17 Jul 2020
I’m finding these days bruising. Between my wife and I we have 8 days of work to squeeze into 5 days each week. We are sharing the time with our children, so that one works in (peaceful) isolation, while the other is a mixture of referee, teacher and bringer of light relief to our children. My particular struggle is disproportionate disappointment when the children demonstrate that they are … children. That is, they are prone to accidents, likely to discourage each other and sometimes lost in bouts of frustration. In short, my children need me to parent them! I often get to the end of the day needing to apologise to them. It’s not quite a daily routine, but it feels like it. I wake up, praying and hoping for days of love, patience and encouragement. We pray for this together. Yesterday afternoon, we celebrated together how God had answered our prayers - we had peace as we worked and peace in the local park. (I chose not to highlight what had happened in our morning!)
This is just my story. Lockdown means that the spectrum of experience will be even wider than normal. After recording a podcast with Dr Duncan Forbes on “Lockdown on an estate,” I am very aware that this season makes difficult lives much harder. Those without income, space, loving company or health will be needing far more of the Lord’s grace.
Dearly loved children
In our podcast series for families in lockdown we’ve been looking at Ephesians. These verses speak of the gentleness and grace that we show one another in the big Christian family, and that we surely aim to show one another in our smaller lockdown families:
Be kind and compassionate to one another, forgiving each other, just as in Christ God forgave you. Follow God’s example, therefore, as dearly loved children and live a life of love, just as Christ loved us and gave himself up for us as a fragrant offering and sacrifice to God. (Ephesians 4:32-5:2)

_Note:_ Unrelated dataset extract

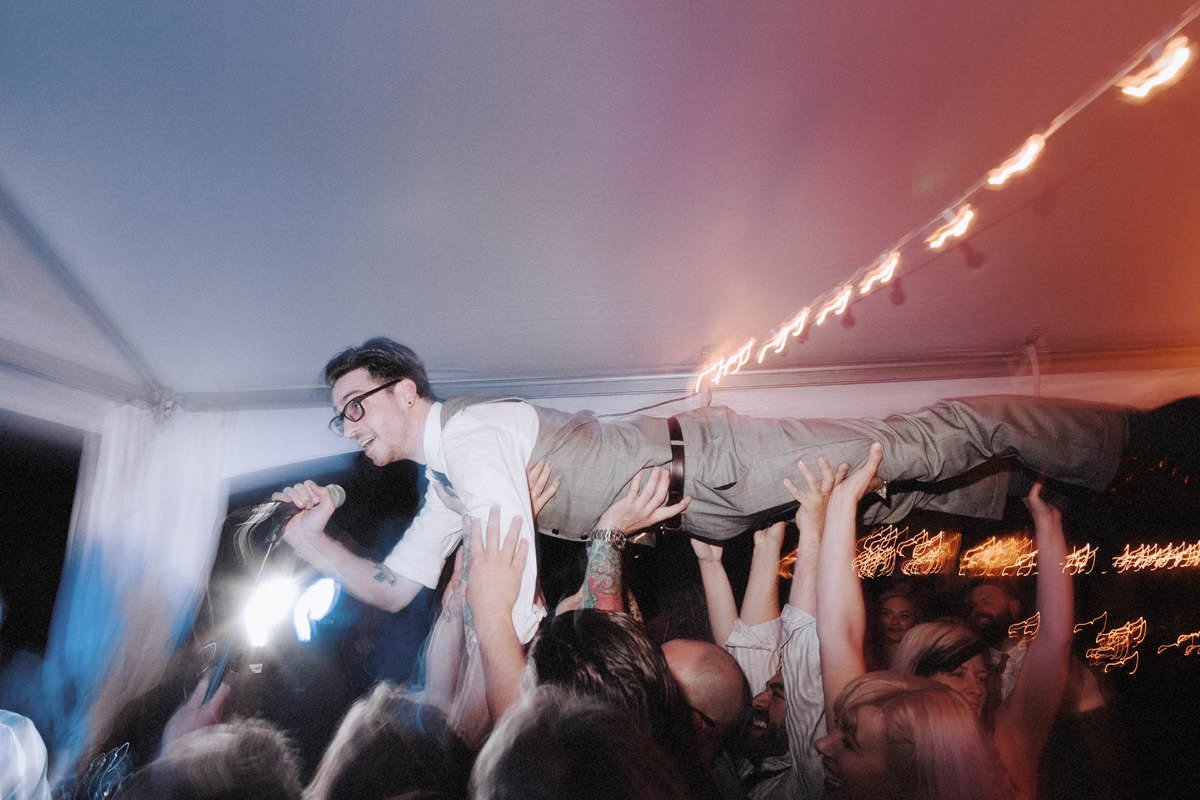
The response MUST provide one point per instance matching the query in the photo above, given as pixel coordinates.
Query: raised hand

Before we are parents, we are dearly loved children. We have a Father. We are loved. We have been forgiven. We have had another serve us (when we were unappreciative and mono-syllabic in response).
Whether we are parents, or those who work with parents, let us keep remembering that our goal now, as always, is to follow God’s example, living lives of love. That may not feel productive, when our work commitments mount. That may not feel successful, when our time together feels like hard graft without visible fruit. However, parenting has always been about fruitful growth; organically slow, hard to discern by sight, needing constant care to nurture and requiring an eye firmly on the future when the harvest will come.
Telling the story
We at Faith in Kids, are in the strange position of being more able to help families in this season than we are normally. We love the stories we’re hearing of God using our efforts to bring some families closer to Christ. We all need to hear stories of hope and encouragement. We are all in some form of isolation. We need to hear that God is at work in others, as we pray he is in us. We are prevented from doing many things at the moment, but we are still able to live as children of our heavenly Father. No virus can stop us living as children of the light. For that is what we are.
It is strange to wonder what our children will remember of this time. I am forcing myself to remember that it will not be their fractions, ratios or hard words. They will not recall the daily reports of nationwide deaths. It will be lost to them which of our work deadlines we achieved. They will remember the time spent together. They will remember godly routines (even if they do not last) that for these months sustained their family. They will remember our love, kindness and compassion, our humble repentance when we failed, and our forgiving one another. They will remember us praying together, depending on our heavenly Father.
God bless you as dearly loved children as you live lives of love.
This article first appeared in Evangelicals Now.